- Born: Walter Thomas Stone Jr. February 1, 1920 Dunellen, New Jersey, U.S.
- Died: October 20, 1999 (aged 79) Miami Beach, Florida, U.S.
- Occupation: Screenwriter

= Walter Stone (screenwriter) =

American screenwriter (1920–1999)

Walter Thomas Stone Jr. (February 1, 1920 – October 20, 1999) was an American screenwriter best known for his work as the head writer for The Honeymooners.

Born in Dunellen, New Jersey, he served with the United States Army Air Forces during World War II. His earliest work was on a radio show for Robert Q. Lewis, a job he got after sending in some comedy material he had written after reading an article that said that the network was looking for writers. He later wrote for the radio game show Stop the Music.

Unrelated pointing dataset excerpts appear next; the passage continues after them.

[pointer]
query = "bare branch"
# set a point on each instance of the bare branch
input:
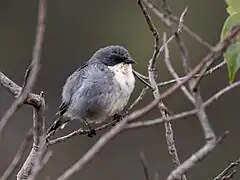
(142, 124)
(174, 74)
(8, 173)
(170, 21)
(229, 171)
(31, 78)
(210, 71)
(136, 74)
(219, 48)
(38, 143)
(151, 71)
(139, 98)
(145, 166)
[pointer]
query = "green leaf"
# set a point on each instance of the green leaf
(233, 6)
(232, 55)
(230, 21)
(232, 58)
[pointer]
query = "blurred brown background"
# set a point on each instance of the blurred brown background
(74, 30)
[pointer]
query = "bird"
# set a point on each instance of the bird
(99, 89)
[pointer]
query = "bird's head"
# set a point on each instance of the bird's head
(113, 55)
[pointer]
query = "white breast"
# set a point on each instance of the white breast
(124, 77)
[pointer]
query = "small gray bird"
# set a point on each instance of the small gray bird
(98, 90)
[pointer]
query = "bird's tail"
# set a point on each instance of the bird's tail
(59, 123)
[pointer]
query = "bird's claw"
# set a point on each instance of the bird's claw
(91, 133)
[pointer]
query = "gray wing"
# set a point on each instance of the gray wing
(73, 83)
(94, 94)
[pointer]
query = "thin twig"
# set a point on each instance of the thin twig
(174, 74)
(216, 96)
(229, 171)
(139, 98)
(16, 160)
(29, 166)
(170, 21)
(35, 66)
(210, 71)
(145, 166)
(141, 79)
(151, 71)
(98, 146)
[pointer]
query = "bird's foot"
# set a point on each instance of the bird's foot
(91, 132)
(117, 118)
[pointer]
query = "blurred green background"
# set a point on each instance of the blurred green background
(74, 30)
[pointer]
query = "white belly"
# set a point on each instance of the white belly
(126, 81)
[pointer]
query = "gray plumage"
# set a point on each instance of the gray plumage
(99, 89)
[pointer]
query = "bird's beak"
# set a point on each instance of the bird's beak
(130, 61)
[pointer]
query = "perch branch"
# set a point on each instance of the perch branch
(97, 147)
(16, 160)
(229, 171)
(151, 72)
(145, 166)
(33, 71)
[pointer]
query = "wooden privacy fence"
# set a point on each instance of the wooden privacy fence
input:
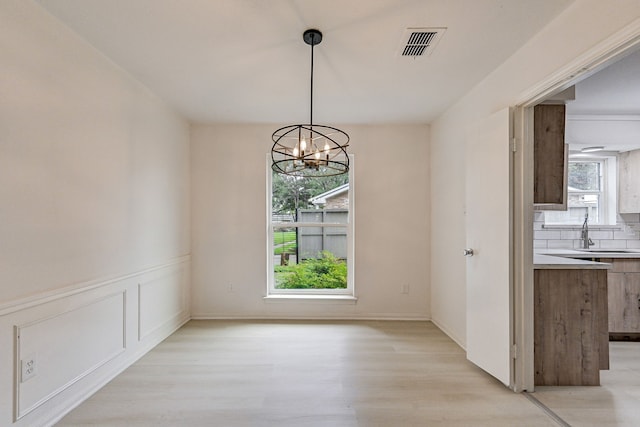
(313, 240)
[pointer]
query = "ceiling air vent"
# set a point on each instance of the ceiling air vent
(418, 42)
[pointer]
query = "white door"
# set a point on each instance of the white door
(488, 231)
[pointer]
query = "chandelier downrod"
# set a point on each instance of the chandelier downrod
(326, 154)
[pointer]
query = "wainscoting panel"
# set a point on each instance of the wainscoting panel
(65, 348)
(58, 348)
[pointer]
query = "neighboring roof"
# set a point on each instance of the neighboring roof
(321, 199)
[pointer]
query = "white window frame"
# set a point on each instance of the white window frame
(349, 291)
(608, 193)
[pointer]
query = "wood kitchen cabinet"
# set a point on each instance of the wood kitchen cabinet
(624, 298)
(550, 158)
(629, 182)
(571, 340)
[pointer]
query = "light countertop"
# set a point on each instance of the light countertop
(549, 262)
(578, 259)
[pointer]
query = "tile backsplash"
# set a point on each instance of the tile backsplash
(624, 235)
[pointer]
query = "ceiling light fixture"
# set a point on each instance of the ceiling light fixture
(592, 149)
(310, 150)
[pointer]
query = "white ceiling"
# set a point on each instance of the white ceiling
(245, 61)
(606, 111)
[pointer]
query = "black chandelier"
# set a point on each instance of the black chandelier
(310, 150)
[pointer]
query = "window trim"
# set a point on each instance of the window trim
(347, 294)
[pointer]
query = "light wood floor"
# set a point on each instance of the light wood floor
(312, 373)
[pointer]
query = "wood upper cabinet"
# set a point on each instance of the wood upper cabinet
(629, 182)
(550, 157)
(624, 296)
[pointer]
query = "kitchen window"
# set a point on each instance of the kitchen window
(591, 190)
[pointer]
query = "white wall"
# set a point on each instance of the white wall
(580, 27)
(94, 208)
(229, 222)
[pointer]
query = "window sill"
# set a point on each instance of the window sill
(330, 299)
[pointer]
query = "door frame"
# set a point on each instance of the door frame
(595, 59)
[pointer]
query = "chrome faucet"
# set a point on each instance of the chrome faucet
(586, 240)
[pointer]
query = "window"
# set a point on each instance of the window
(310, 234)
(591, 190)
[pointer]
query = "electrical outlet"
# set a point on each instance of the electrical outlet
(28, 368)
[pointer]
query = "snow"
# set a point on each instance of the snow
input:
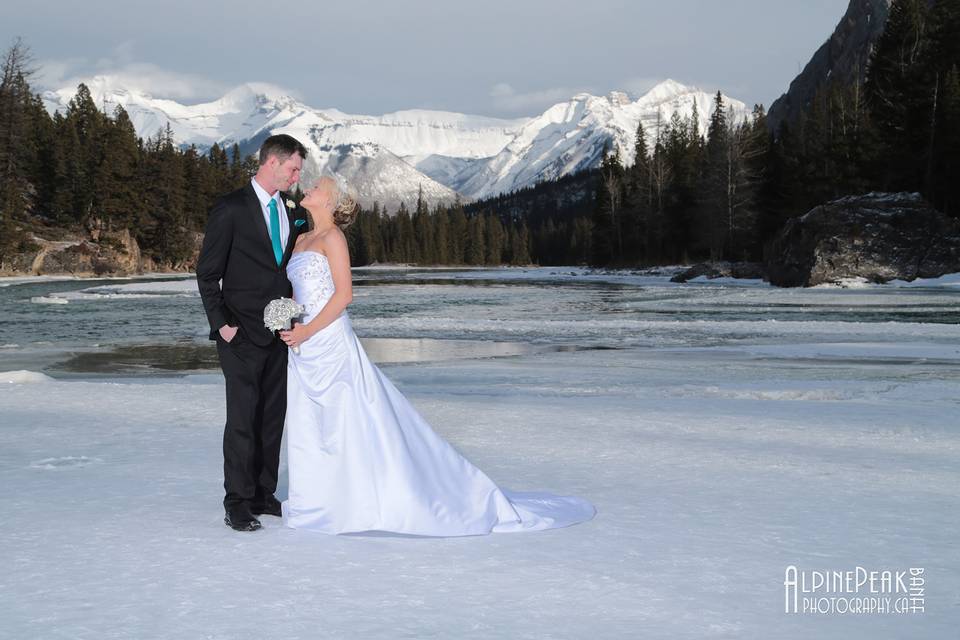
(712, 470)
(389, 158)
(22, 377)
(723, 429)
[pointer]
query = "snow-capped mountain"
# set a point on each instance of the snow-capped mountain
(570, 136)
(390, 158)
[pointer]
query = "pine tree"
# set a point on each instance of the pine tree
(475, 249)
(899, 91)
(17, 150)
(115, 195)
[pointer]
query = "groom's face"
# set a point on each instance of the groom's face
(287, 172)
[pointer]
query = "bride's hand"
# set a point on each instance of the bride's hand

Stone connected with a then-little-known Jackie Gleason and became a writer for his comedic shtick. Together with Marvin Marx, he was the lead screenwriter for Gleason of the 39 episodes of the television sitcom The Honeymooners, which were originally aired from 1955 to 1956, and have since been re-broadcast in syndication in the decades since. The episodes were among more than 100 episodes and specials that Stone wrote for Gleason. He later wrote for the television series That's Life, starring Robert Morse and E. J. Peaker.

A resident of Bay Harbor Islands, Florida, Stone died at the age of 79 on October 20, 1999, in nearby Miami Beach.